In light of this, it was widely anticipated that in the most recent elections, the ruling party, United Russia, and the campaign of presidential candidate Vladimir Putin—which were, in fact, one and the same entity—would engage in massive electoral fraud to secure vote majorities. Which is why the simple demand for “fair elections,” first made this past winter by a widespread grassroots election monitoring movement, was not just a radical call for change, but also one that proved capable—albeit temporarily and incompletely—of uniting opposition parties and ordinary citizens across the country’s political spectrum.
The grassroots movement turned this unprecedented opportunity to challenge the status quo into a palpable reality, with the main goal of impeding any attempts to manipulate and falsify election results, or, at the very least, documenting them.

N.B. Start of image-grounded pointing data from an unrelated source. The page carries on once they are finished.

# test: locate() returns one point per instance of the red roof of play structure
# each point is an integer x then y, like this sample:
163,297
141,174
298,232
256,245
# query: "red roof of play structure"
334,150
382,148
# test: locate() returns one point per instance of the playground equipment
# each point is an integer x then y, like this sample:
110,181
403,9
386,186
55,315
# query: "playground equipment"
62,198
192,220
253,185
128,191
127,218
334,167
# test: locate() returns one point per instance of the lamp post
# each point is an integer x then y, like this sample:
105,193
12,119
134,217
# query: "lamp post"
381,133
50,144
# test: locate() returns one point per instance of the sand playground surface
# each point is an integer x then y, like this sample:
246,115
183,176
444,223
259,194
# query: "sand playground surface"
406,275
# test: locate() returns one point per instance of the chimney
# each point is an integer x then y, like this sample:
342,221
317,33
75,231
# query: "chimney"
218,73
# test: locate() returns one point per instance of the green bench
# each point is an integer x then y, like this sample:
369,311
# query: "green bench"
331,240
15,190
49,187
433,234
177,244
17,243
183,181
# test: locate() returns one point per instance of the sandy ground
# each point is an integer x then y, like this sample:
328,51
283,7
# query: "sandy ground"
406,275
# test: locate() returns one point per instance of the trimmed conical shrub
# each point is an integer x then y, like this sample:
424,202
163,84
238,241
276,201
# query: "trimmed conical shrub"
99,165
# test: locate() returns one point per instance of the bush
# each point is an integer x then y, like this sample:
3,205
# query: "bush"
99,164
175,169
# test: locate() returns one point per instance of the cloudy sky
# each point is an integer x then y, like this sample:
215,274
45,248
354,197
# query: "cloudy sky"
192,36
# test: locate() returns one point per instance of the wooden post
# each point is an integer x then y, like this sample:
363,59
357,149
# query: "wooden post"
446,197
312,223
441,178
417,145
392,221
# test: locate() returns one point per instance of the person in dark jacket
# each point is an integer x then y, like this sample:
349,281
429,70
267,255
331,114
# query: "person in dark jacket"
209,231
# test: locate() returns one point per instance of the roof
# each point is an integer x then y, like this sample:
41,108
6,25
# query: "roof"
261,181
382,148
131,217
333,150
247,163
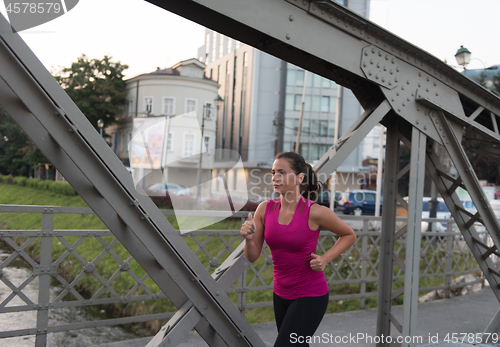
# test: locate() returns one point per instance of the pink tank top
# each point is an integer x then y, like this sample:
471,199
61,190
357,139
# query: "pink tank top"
291,246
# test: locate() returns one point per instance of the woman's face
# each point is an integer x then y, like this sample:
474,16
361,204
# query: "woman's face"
284,178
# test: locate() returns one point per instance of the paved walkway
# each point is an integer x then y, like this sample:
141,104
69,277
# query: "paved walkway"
464,314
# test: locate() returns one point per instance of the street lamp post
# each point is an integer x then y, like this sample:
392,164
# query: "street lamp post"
206,109
100,125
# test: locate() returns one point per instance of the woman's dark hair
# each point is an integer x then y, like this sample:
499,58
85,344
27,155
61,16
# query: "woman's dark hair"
310,186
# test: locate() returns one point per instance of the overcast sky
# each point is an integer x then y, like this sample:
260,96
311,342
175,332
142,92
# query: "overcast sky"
144,37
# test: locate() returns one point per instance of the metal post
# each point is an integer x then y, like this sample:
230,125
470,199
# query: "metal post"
42,319
413,234
387,232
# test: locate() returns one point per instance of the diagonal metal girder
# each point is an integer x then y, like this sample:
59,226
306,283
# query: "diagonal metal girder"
45,112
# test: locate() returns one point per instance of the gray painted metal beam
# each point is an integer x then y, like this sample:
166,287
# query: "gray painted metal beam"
413,234
388,230
336,155
44,111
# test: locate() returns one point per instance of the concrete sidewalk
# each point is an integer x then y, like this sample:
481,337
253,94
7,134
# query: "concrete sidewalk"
464,314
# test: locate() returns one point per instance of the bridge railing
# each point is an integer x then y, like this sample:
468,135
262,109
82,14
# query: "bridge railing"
82,268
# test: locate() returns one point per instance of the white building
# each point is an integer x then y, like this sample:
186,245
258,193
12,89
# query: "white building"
182,94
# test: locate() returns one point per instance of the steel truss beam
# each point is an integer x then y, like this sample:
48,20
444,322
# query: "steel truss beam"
48,116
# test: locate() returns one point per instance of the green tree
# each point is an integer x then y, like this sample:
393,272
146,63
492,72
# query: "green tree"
17,152
96,86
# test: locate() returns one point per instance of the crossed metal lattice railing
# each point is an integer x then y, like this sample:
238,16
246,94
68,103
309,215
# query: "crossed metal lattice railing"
442,255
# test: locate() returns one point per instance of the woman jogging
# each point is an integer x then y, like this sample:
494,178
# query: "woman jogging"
290,225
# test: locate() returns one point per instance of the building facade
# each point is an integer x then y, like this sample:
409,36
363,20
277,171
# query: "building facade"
262,101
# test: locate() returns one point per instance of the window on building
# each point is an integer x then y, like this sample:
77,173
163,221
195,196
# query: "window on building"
317,151
188,145
148,105
190,105
331,128
123,142
209,110
316,103
326,83
300,78
291,77
221,45
319,128
325,104
306,127
289,126
214,45
168,106
297,102
207,46
290,102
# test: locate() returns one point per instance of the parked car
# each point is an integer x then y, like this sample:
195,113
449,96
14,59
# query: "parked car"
161,189
359,202
324,198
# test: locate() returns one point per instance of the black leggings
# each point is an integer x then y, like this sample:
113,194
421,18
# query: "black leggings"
297,319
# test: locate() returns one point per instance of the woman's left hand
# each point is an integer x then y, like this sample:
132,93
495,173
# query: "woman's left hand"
317,262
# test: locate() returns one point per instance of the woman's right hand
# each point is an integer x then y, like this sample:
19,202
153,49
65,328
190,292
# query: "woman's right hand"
248,228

No one, however, could have predicted this movement would become so popular among segments of the population that have previously been averse to politics. Young professionals—including lawyers, artists, economists, journalists and academics—suddenly enlisted as volunteer observers at polling stations. They drafted legal complaints and attended protest marches and rallies after monitors revealed the monstrous and despicable tricks the authorities employed to tip the elections in their favor.

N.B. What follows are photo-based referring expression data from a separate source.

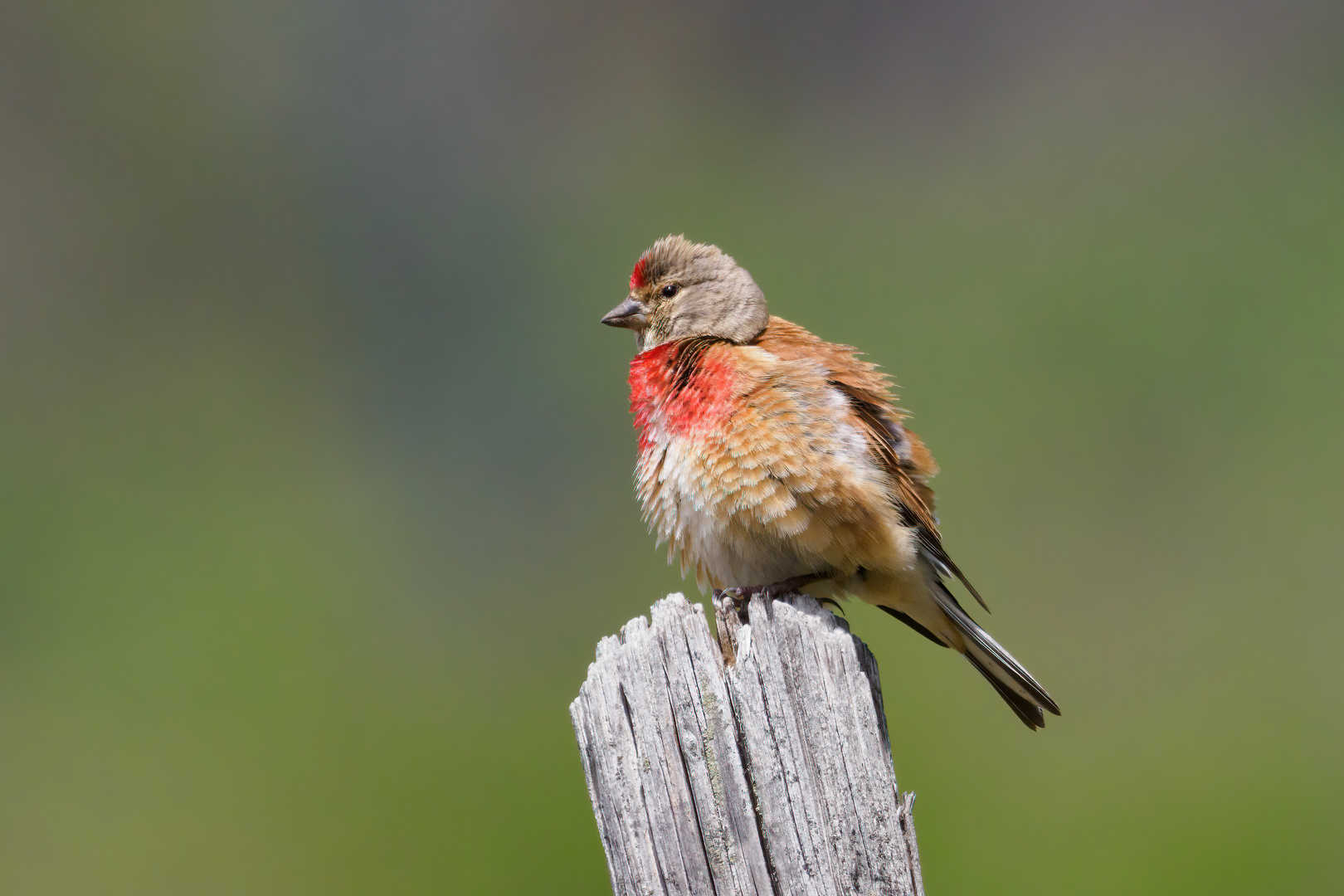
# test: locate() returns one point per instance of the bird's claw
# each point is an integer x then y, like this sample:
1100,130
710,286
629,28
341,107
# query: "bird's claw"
743,594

This film, shot by the Mobile Observers Group for the Petrograd District of St. Petersburg on March 4, 2012, recounts what the group considers to be a run-of-the-mill instance of electoral fraud: a portable ballot box that should have been used by workers at a local market was stuffed, unknowingly to the constituents, with ballots marked for Putin. It was impossible, however, to prove conclusively that the fraud had taken place because the “victims” themselves either could care less about what had happened or were too disempowered to do anything about it other than to wish the observers success in their mission.

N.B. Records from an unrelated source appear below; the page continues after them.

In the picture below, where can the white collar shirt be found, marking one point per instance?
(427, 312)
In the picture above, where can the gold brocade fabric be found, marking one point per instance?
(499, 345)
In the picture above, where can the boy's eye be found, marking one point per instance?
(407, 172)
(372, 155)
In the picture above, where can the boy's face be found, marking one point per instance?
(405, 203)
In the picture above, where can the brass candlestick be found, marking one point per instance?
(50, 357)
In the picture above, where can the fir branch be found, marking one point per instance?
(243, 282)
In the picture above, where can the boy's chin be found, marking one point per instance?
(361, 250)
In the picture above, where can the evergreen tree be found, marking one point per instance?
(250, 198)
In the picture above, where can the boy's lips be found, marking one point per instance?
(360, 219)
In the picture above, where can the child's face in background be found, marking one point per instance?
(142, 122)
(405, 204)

The most dramatic result of the work done by the Mobile Observers Group was not the evidence it offered of electoral violations, but rather its exposure of the traditional division of Russia into two classes of people: those who recognize the need to act as free citizens and defend common civic interests, and those who remain indifferent. Only time will tell how this conflict, recurrent throughout Russian history, is resolved in its most recent incidence.